Private Placement (“PIPE”)
As disclosed previously in this Form 10-K, on December 2, 2024, we entered into the PIPE Purchase Agreement with the Investors, pursuant to which we agreed to issue and sell, in the PIPE, (i) 21,157 shares of Series A redeemable convertible preferred stock for an aggregate offering price of $47.6 million and (ii) 31,735,500 Warrant Shares.
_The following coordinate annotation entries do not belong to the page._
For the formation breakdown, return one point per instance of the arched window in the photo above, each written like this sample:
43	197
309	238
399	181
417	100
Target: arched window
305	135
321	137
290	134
The table below sets forth the number of Series A redeemable convertible preferred stock and Warrant Shares purchased by our related parties:
Related Person | Shares of Series A Preferred Stock | Series A Preferred Stock Purchase Price | Warrant Shares | Warrant Exercise Price | ||||||||||||||||||||||
Iyer Family Revocable Trust dated Aug 26 2012(1) | 33 | $ | 74,250 | 49,500 | $ | 113,850 | ||||||||||||||||||||
New Enterprise Associates 15, L.P.(2) | 3,333 | $ | 7,499,250 | 4,999,500 | $ | 11,498,850 | ||||||||||||||||||||
Bayer HealthCare LLC(3) | 2,222 | $ | 4,999,500 | 3,333,000 | $ | 7,665,900 | ||||||||||||||||||||
Celadon Partners SPV 24(4) | 9,777 | $ | 21,998,250 | 14,665,500 | $ | 33,730,650 | ||||||||||||||||||||
(1) | Kanya Rajangam, our current President, Head of Research Development and Chief Medical Officer, is one of the two authorized trustees of the Iyer Trust. | ||||
(2) | Edward Mathers, a member of our Board of Directors, is employed as a Partner at New Enterprise Associates, Inc., which is affiliated with New Enterprise Associates 15, L.P, which holds greater than 5% of our outstanding stock. | ||||
(3) | Bayer HealthCare LLC holds greater than 5% of our outstanding stock. | ||||
(4) | Donald Tang, a member of our Board of Directors, is affiliated with Celadon Partners SPV 24. | ||||
Non-Employee Director Agreements
Agreement with James Collins
On May 14, 2021, we entered into an agreement with our director James Collins, pursuant to which he is a member and chair of our Scientific Advisory Board, or SAB, and as more fully described in the section titled “Non-Employee Director Agreements” under Item 11 of our Annual Report on Form 10-K, filed with the SEC on March 21, 2024, as amended and filed with the SEC on April 26, 2024.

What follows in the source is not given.